Alhamdulillah sampai juga di rumah, kami langsung rebahan, terutama saya, sudah pegel banget punggungnya. Bangun tidur, kami makan siang, tapi saat itu saya sudah nggak selera makan, cuma bisa makan 2-3 suap aja, itupun disuapin ;p. Rasanya perut mual banget.
Lalu suami melanjutkan beres2 rumah, rencananya saya juga mau membantu, tapi ternyata rasanya sudah semakin sakit saja. Sekitar maghrib kami ke bidan yang memang menjadi tujuan tempat kami akan melahirkan, sebut saja Bidan S. Bidan S ini ketua bidan-bidan yang ada di Aceh Tenggara. Oiya, tadi pagi kami juga sudah ke bidan S, tapi ternyata bidan S sedang dinas di kantornya.

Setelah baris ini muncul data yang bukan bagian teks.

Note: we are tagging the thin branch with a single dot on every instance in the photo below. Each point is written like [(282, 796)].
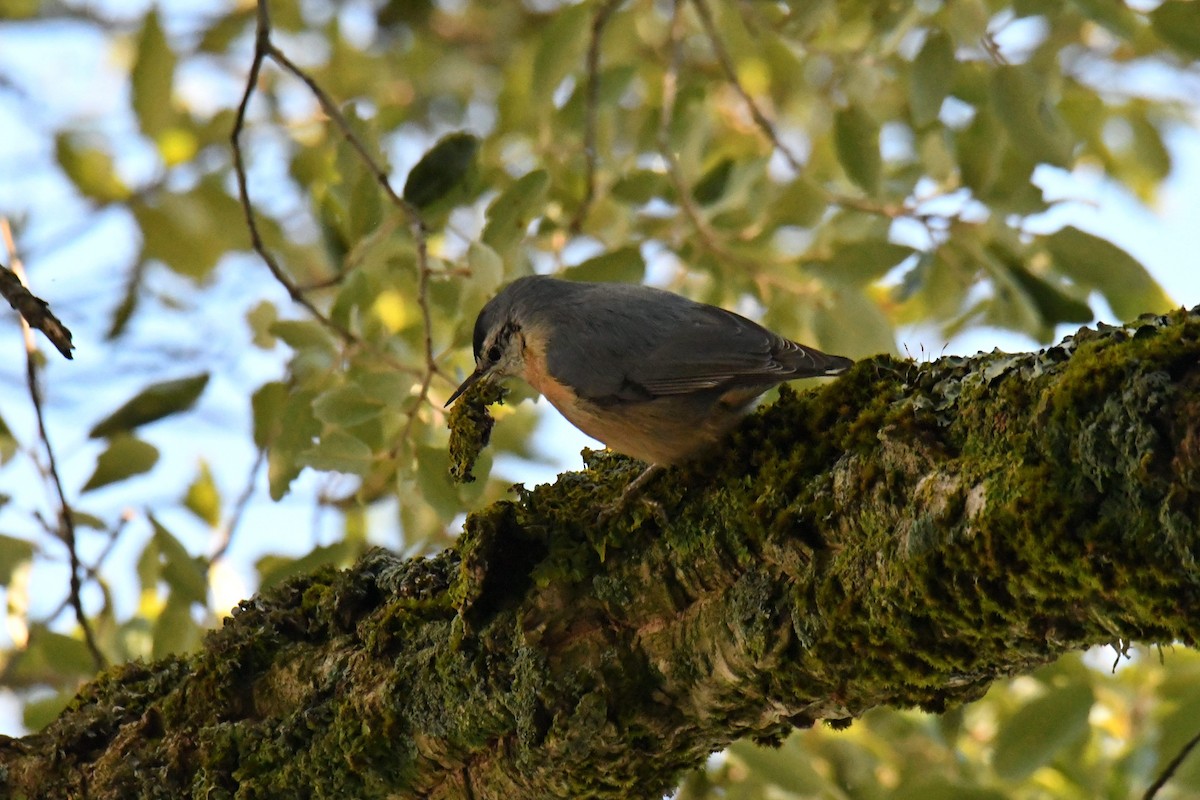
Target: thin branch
[(707, 236), (593, 103), (262, 48), (731, 74), (239, 509), (66, 528), (33, 310), (767, 126), (1170, 768)]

Sebelum ke bidan S, suami sholat maghrib di masjid dekat bidan S. Sampai di bidan S, ternyata bidannya masih ingat dengan kami. Padahal, sebelum hari itu, kali pertama dan terakhir kami kesana adalah saat saya telat menstruasi 6 hari dan hasil testpack positif, sudah lama banget ya?hehe. Bahkan bidannya ingat kalau saya dari Jogja, poin positif bisa mengingat ‘customer’, hehe.
Saya akhirnya di VT, sebelum di VT, bidannya menunggu ada kontraksi dulu, akhirnya saya jalan2 sebentar untuk ‘memancing’ kontraksi, akhirnya kontraksi pun muncul. Waktu diperiksa ternyata masih bukaan 1 longgar, alias bukaan 1,5. Katanya nanti kemungkinan sekitar jam setengah 11 atau jam 12 malam.
Akhirnya kami pun pulang, kami mampir dulu beli pisang molen, beli air kelapa muda, dan sate ayam. Semua makanan kesukaan saya. (Ps.: kalau hamil sebaiknya hindari sate ya, saya aja nih yang bandel, sering banget makan sate waktu hamil ;p). Waktu itu kontraksinya sudah semakin sakit, tapi saya tahan. Akhirnya sampai juga di rumah, semua yang dibeli sudah siap untuk dimakan, tapi saya benar-benar tidak nafsu makan. Akhirnya saya cuma makan beberapa suap aja, minum kelapa muda, dan air putih.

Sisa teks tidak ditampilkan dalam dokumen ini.